You do not need to adopt anything I work on to act on this report. The lessons are structural. If I had to compress 52 slides into four things worth doing this week:
- Treat AI-generated code as untrusted input. Put an enforced contract in front of every side effect, validate the request before the handler runs, and validate the response on the way out. The model is a fast, confident junior. Supervise it with code, not with hope.
- Stop equating more tools with more security. The data says the opposite. Before you buy the next scanner, ask whether it produces gates or homework, and whether it adds a dashboard your team will learn to ignore.
- Move your checks into the pipeline. Automated gates in CI beat manual review at AI speed and volume. A check that fails the build is worth ten that file a ticket.

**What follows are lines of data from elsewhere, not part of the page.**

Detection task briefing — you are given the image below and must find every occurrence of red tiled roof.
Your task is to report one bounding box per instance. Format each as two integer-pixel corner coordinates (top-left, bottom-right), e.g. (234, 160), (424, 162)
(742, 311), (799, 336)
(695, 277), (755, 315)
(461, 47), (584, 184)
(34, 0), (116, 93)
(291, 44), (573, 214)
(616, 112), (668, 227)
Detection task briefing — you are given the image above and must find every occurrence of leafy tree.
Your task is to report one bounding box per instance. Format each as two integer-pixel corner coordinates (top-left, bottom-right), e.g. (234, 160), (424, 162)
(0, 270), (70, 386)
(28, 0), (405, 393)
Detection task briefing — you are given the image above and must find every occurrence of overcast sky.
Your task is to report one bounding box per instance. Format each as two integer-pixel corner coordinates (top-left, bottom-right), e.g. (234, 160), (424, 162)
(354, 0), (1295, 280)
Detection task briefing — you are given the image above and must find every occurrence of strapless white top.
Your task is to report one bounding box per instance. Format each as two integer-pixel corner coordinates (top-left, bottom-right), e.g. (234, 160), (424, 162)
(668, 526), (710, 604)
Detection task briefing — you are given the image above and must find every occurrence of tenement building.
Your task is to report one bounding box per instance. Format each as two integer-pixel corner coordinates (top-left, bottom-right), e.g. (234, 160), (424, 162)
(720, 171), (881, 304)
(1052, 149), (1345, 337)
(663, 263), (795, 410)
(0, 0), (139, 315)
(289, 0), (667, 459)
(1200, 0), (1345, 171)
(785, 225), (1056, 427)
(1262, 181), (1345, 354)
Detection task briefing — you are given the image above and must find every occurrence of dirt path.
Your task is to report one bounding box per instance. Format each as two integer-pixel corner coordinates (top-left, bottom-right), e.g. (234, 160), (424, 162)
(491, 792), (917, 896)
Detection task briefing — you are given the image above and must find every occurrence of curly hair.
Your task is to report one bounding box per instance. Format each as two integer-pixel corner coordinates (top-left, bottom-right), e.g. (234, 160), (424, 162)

- Measure the false-positive tax. Run the cost snippet above with your real numbers. Once “noise” has a dollar figure, consolidating tools stops being a nice-to-have.
The honest caveat, since I promised this would not be a pitch: no framework, mine included, fixes most of this. Secure design, the architecture decisions, the business logic, and the judgment calls still need humans. That is literally what the report's 79% believe, and they are right. What a framework can do is make the safe path the default path so your scarce human attention goes to the hard problems instead of the ones a schema should have caught. That is a smaller claim than “we fix AI security,” and it is also the exact category the report shows hurting teams the most.
Want to try the secure-by-default approach?
DaloyJS is free, MIT-licensed, and zero-runtime-dependency. One command scaffolds a typed, validated, OpenAPI-documented API with the guardrails in this post already switched on:
Start with the secure-by-default guide or the docs. It is genuinely new, so kick the tires and tell me where it breaks. I would rather hear it from you than read about it in next year's report.
AI is going to keep writing more of our code. The report is clear-eyed that this is not slowing down. The teams that do well will not be the ones with the most tools or the most faith in the model. They will be the ones who made the secure thing the easy thing, automated the boring checks, and protected their engineers' attention like the expensive resource it is. That is not a 2026 trend. That is just good engineering, and it is nice to finally have 450 teams worth of data saying so.
Data throughout this post is from Aikido and Sapio Research's State of AI in Security & Development 2026 (survey of 450 developers, security leaders, and AppSec engineers across Europe and the US). The charts are my rendering of the report's figures.